Michael Sivy
original airdate August 20, 2007
In addition to being editor-at-large at MONEY magazine, Michael Sivy also writes a monthly column on investing strategy that focuses on America's top companies and helps readers invest for long-term growth. He initially joined the magazine as a staff writer, but left for stints as a securities analyst and an analyst for the equity-trading division of a commodities brokerage. He's also worked on projects in Hong Kong and London to expand TIME International's personal finance coverage.
Michael Sivy
Tavis: Michael Sivy serves as editor-at-large for "Money" magazine. Late last week on the magazine's website he published a piece about the current credit and stock market turbulence called "Your Best Moves in a Crazy Market." He joins us tonight from New York. Mr. Sivy, nice to have you on the program.
Michael Sivy: I'm delighted to be here.
Tavis: Let me start with a basic, fundamental question: what is going on?
Sivy: Well, this is sort of the equivalent of an old-fashioned, 19th century bank panic, where there are fears about the soundness of credit, and the danger is that lenders will stop lending. And that's the only thing that can become really serious, and that's what the fed stepped in on Friday to prevent and to signal that it'll do more to prevent. So assuming that all that is done properly, this is a serious situation but it's not a disaster.
Tavis: Tell me more - to your point of a moment ago - tell me more about what they are panicked about. What are they panicked about? What led to this panic?

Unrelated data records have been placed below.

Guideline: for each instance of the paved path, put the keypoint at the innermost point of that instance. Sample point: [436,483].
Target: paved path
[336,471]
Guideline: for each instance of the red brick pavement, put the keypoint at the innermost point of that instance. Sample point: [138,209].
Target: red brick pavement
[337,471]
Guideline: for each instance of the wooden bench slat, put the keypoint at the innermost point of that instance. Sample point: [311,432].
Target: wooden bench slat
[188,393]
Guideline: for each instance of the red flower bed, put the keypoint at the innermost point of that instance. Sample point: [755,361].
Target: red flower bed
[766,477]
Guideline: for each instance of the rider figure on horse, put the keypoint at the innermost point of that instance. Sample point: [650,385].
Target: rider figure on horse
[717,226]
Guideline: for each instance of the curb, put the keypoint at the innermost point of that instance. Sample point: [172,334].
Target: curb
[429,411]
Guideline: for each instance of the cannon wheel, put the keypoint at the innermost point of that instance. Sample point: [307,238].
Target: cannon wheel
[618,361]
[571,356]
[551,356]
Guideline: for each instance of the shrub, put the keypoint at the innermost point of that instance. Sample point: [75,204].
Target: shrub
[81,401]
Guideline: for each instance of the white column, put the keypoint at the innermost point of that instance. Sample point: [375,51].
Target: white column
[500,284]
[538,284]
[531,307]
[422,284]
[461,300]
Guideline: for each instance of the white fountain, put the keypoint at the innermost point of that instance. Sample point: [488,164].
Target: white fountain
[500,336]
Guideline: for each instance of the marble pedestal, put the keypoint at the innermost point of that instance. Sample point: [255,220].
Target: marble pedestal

Sivy: Well, American society today in general is just too dependent on debt, and you've had a lot of borrowing, a lot of mortgages being made to people whose creditworthiness is not very good, or who will have trouble paying the mortgage payments every month, and a lot of lenders were kind of irresponsible about the way they did it and they offered a lot of mortgages and other kinds of loans without any kind of real oversight of the creditworthiness of the people they were extending the credit to.
And now, because interest rates are rising and the housing markets are a little softer, you're seeing that start to unravel. And the actual scale of the losses is not that huge. It's not comparable to the S&L crisis of 18 years ago, but the fear that it can engender - if people begin to worry about lending in general - is the thing that can cause the shocks.
And that's what motivated the fed to cut the discount rate - that the fear of lending and the fear of the soundness of loans was spreading beyond so-called subprime loans into regular loans, and the debt that is essential for any modern society to run on.
Tavis: Let me ask you this. Because the little guy in America gets squeezed all the time, and because the folk who have not versus the folk who have got always get blamed for stuff that goes wrong in this country, is it true that we're in this crisis because people, for whatever reasons, are not paying their home loans? Is it something more than that?
Because if I were a cynic - I'm not, but if I were a cynic I would say that what you've just shared with me on the part of lenders, at least, is blaming the everyday guy who's just trying to make his mortgage payment, and there's got to be more to the story than just the fact that these people have just decided to stop paying their home loans.
Sivy: Well, I think it's actually kind of a complicated situation, in a way, because if banks didn't extend credit to people who were poor or not particularly creditworthy, then you'd have large parts of the country shut out of buying a house. You don't want to say that if somebody is a bad credit risk they have no possible way of ever buying a house.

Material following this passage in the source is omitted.